With traders awaiting the latest storage number from the Energy Information Administration (EIA), expected to extend a streak of plump builds, natural gas futures were trading close to even early Thursday. The Nymex July futures contract was trading 0.1 cent higher at $2.277/MMBtu just after 8:30 a.m. ET.

The latest EIA inventory report, scheduled for release at 10:30 a.m. ET, could show a seventh consecutive triple-digit injection if the majority of estimates are confirmed.

A Bloomberg survey of 14 market participants showed an injection range between 96 Bcf and 113 Bcf, and a median of 105 Bcf. A Reuters survey ranged from a 96 Bcf build to a 115 Bcf build, with a median of 105 Bcf. NGI also projected a 105 Bcf injection.

Last year, the EIA recorded a 95 Bcf injection, while the five-year average injection stands at 84 Bcf.

“It was cooler than normal over most of the country besides the West Coast and far southern U.S.” during this week’s EIA report period, according to NatGasWeather. “Our algorithm predicts a build of 107 Bcf, a touch to the bearish side.”
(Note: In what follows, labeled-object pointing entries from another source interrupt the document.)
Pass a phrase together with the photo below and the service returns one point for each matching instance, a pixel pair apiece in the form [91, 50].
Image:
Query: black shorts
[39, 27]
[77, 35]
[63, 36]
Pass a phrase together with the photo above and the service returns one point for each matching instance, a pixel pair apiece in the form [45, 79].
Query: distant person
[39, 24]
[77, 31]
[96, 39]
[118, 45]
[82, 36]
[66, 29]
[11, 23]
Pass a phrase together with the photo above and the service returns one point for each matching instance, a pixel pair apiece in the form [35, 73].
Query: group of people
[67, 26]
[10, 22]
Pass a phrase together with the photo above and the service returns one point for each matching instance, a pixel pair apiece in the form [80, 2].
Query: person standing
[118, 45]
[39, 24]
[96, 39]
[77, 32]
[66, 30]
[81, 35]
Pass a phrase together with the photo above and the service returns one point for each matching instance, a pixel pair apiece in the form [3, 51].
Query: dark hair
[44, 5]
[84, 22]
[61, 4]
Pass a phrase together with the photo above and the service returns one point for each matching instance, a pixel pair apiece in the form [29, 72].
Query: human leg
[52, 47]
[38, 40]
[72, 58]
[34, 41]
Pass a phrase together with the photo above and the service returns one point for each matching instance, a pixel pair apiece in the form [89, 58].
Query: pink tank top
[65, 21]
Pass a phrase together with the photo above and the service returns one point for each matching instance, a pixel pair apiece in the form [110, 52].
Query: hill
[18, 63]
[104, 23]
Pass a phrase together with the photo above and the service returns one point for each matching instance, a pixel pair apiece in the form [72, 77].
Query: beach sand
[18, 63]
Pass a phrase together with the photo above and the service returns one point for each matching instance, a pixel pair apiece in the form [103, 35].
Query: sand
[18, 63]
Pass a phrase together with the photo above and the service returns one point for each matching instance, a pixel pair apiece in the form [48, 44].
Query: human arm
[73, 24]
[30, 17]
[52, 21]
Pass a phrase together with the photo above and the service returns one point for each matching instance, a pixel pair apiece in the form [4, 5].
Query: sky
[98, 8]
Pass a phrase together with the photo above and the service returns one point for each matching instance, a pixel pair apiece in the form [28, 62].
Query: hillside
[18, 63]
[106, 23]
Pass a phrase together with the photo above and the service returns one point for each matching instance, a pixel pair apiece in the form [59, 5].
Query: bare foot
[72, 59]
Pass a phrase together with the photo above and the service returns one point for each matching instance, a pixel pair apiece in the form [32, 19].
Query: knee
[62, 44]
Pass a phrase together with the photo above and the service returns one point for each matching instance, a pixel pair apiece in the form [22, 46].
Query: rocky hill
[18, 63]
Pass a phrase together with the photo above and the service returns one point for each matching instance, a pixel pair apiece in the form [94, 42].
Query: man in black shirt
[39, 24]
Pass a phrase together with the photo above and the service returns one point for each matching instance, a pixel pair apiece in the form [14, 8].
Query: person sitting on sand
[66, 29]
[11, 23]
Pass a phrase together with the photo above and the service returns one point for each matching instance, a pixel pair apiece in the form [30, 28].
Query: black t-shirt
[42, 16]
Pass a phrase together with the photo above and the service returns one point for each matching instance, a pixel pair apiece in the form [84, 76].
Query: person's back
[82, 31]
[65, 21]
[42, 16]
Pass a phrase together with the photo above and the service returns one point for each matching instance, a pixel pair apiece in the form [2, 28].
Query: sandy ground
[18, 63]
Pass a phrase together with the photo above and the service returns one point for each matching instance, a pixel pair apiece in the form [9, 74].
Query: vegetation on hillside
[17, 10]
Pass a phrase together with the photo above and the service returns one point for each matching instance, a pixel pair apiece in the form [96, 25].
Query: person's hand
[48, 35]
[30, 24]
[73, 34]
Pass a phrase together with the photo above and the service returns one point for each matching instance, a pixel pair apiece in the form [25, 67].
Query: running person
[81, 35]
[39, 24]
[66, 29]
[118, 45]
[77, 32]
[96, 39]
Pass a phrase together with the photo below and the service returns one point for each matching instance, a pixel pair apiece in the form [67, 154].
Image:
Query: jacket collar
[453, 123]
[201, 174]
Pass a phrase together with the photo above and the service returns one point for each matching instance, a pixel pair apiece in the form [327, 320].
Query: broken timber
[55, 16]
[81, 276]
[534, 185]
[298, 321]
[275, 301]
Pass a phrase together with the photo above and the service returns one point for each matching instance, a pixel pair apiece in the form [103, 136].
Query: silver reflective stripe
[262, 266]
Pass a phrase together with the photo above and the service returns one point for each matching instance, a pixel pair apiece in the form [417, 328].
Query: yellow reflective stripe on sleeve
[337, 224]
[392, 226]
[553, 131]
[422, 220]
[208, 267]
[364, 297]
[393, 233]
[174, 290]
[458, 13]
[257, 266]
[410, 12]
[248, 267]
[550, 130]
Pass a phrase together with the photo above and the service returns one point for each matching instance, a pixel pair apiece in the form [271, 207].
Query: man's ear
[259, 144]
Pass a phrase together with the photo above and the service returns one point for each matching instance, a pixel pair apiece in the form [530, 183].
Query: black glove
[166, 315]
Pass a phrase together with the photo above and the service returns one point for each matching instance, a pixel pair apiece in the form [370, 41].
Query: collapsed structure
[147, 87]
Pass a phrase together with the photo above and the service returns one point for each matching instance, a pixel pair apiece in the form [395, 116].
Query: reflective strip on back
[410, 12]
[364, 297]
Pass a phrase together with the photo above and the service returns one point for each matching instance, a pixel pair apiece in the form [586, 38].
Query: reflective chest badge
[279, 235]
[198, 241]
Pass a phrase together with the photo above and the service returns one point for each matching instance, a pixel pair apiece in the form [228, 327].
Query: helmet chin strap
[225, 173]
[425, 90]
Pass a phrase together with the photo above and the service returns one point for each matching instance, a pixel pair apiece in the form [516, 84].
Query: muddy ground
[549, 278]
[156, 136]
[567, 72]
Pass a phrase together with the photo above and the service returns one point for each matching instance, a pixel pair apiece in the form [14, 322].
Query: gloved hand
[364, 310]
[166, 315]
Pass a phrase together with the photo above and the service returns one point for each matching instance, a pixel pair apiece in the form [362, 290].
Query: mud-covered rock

As for the overnight weather data, the forecaster noted only small changes, including the loss of a couple cooling degree days (CDD) in the Global Forecast System (GFS) outlook over the past 24 hours.

“The European model yet again failed to trend hotter and continues to lag the GFS model by more than 15 CDDs over the 15-day forecast,” NatGasWeather said. “To our view, the GFS still looks hot enough to satisfy, but the European model needs to be hotter. It doesn’t help that most of the data isn’t quite sure if the hot upper ridge will cover enough of the eastern half of the U.S. July 3-7,” an area “where the data needs to be hotter, including the GFS.

“...Bears remain in solid control as long as prices remain under recent resistance of $2.40.” Breaking above this level “would likely require the supply/demand balance to show impressive tightening or the European model to show notable hotter trends.”

The “tailspin” heading into Wednesday’s settle, which eventually left the July contract down 5.2 cents on the day, came despite no obvious change in the fundamentals that would justify such a move, according to EBW Analytics Group.

Wednesday’s price swings “most likely reflected computer-driven trading, with many traders staying on the sidelines until today’s weekly storage report,” EBW CEO Andy Weissman said. “This morning’s report may be particularly important. Major surveys are predicting an injection as high as 107 Bcf. We expect a smaller build. If this morning’s reported injection is 107 Bcf or higher, gas prices could take another major step down before rebounding.”

July crude oil futures were up $1.77 to $55.53/bbl just after 8:30 a.m. ET. July RBOB gasoline was up about 3.4 cents to $1.7694/gal.